Saturday, April 27, 2024

Negotiating with Big Pharma Over Drug Prices for Medicare

You really can't blame Big Pharma for hating the new federal law that authorizes the Medicare program (for the first time in its 59-year existence) to stop buying drugs for the manufacturer's price but instead to negotiate for a reasonable price (the way the VA, state Medicaid agencies, the Defense Department, and most other countries do).

Medicare has been a predictably incredible cash cow for Big Pharma for generations, and that way of doing business is on its way out. 

The Medicare Drug Price Negotiation Program was authorized by Subtitle B (Prescription Drug Pricing Reform) of the bipartisan Inflation Reduction Act (once you're at the IRA, just do a search for "drug price"). As the Centers for Medicare & Medicaid Services (CMS) eases into this new role, it identified 10 drugs that cost the program the most (a function of price x frequency of Rx). 

Big Pharma's government-relations/lobby folks have all sorts of arguments against the program. Some question whether the government will save as much money as it predicts will be the case. Time will tell.

But one argument is more philosophical: This level of government intervention is inconsistent with the traditional "free market" system that has served patients so darned well.

There's an article in the April 25 issue of the New England Journal that refutes Big Pharma's assertion. The article is "The Myth of the Free Market for Pharmaceuticals" by Rena M. Conti, Ph.D., Richard G. Frank, Ph.D., and David M. Cutler, Ph.D. There's a "public link" that's available behind a "Share" button on the NEJM webpage. I don't know if it works for nonsubscribers, but here it is: https://www-nejm-org.foyer.swmed.edu/doi/pdf/10.1056/NEJMp2313400.

The article makes the point that the market for pharmaceutical products is not and never has been a "free market," at least not in the classic economic sense. The characteristics of a free market, the authors argue, are:
  1. consumers are assumed to be fully informed, 
  2. it is assumed that they choose products on the basis of their discernable benefits and costs, 
  3. sellers can freely enter markets and make products similar or identical to others, and 
  4. prices, set by firms seeking to maximize profits, are competitive with those of other sellers and unmodified by government intervention.
The authors conclude that "[t]he U.S. pharmaceutical market strays from all these features." The point is a basic one, and you don't need a Ph.D. to figure this out. The government issues patents that grant monopoly status to drugs, entry into the market with competing drugs depends upon FDA approval, consumers are woefully uninformed about benefits and costs (or highly dependent upon information provided by parties with very strong economic interests), and most purchasers are shielded from paying the true cost of drugs by third-party payers (insurers who may pick up 80% or more of the price).
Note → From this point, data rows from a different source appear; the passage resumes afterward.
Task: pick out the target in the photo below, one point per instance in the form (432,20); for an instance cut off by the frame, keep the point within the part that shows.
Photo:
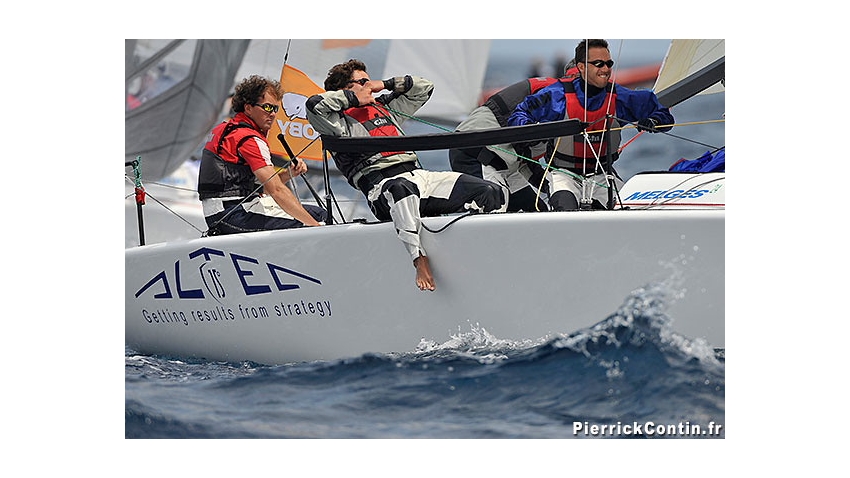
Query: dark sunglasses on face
(267,107)
(601,63)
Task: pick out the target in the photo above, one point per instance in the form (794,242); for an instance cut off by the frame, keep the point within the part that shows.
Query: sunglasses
(267,107)
(601,63)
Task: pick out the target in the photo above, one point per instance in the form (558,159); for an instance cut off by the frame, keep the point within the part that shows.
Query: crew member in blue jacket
(577,162)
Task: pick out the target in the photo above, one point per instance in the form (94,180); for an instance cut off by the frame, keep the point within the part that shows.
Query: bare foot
(424,278)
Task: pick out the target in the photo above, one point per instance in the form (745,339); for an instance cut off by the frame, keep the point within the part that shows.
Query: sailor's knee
(492,197)
(563,201)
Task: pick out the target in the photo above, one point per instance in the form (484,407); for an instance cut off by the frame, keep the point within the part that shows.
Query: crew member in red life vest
(239,187)
(397,188)
(508,165)
(579,159)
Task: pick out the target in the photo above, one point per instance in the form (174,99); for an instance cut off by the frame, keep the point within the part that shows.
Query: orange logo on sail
(292,119)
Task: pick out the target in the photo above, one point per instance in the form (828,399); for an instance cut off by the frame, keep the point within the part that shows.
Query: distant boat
(347,289)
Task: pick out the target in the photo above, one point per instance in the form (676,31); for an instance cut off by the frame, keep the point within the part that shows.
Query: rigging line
(511,153)
(690,123)
(148,194)
(672,135)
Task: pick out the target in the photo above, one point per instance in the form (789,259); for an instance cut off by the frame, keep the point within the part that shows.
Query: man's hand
(648,124)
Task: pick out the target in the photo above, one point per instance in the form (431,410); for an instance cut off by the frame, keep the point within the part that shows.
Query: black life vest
(377,122)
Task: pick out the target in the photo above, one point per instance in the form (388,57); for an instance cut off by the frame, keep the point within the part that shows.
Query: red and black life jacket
(231,177)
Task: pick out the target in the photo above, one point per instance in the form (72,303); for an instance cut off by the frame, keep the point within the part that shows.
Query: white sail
(456,67)
(687,58)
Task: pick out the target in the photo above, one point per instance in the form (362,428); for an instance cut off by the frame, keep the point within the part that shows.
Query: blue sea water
(629,376)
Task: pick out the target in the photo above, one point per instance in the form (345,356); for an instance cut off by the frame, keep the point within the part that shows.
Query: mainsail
(175,92)
(691,67)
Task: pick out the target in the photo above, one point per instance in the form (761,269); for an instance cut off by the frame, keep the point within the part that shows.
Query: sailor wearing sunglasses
(397,188)
(240,188)
(577,162)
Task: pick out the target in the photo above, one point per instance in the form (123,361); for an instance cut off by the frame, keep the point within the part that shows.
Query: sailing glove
(648,124)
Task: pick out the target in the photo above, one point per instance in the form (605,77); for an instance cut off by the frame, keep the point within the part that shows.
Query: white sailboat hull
(348,289)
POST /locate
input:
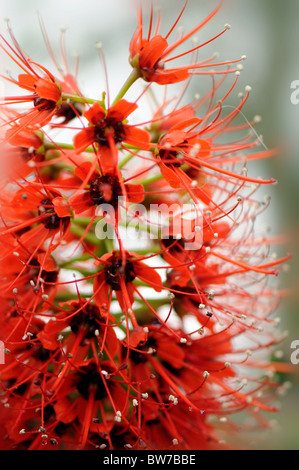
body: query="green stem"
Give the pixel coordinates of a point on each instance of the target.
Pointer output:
(125, 160)
(134, 75)
(89, 237)
(59, 145)
(79, 99)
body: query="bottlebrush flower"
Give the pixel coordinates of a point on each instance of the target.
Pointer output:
(153, 341)
(149, 55)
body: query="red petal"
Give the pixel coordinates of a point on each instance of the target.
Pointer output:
(83, 139)
(83, 171)
(27, 81)
(101, 289)
(165, 77)
(95, 114)
(62, 207)
(152, 52)
(135, 192)
(48, 90)
(121, 110)
(170, 176)
(108, 158)
(148, 275)
(137, 137)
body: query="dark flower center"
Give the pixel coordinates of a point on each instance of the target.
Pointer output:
(87, 318)
(90, 378)
(140, 357)
(108, 126)
(105, 190)
(47, 207)
(69, 111)
(170, 158)
(115, 270)
(44, 105)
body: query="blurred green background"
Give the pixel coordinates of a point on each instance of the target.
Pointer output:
(267, 32)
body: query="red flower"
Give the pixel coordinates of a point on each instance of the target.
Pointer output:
(118, 273)
(108, 128)
(105, 189)
(149, 55)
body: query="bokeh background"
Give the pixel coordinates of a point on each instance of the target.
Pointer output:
(267, 32)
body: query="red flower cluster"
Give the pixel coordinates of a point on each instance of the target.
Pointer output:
(134, 277)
Perhaps the more salient point to be made is that Big Pharma knows its business even better than I do, and its "free market" argument is not even intended to be technically correct. It's political speech, like the AMA's old argument against Medicare ("it's communistic" or "it's socialized medicine"). Not true, but it rings bells and sets off alarms. 

That said, "free market" is a technical phrase, and it deserves to be dispatched by reference to its technical meaning. This week's NEJM article does just that.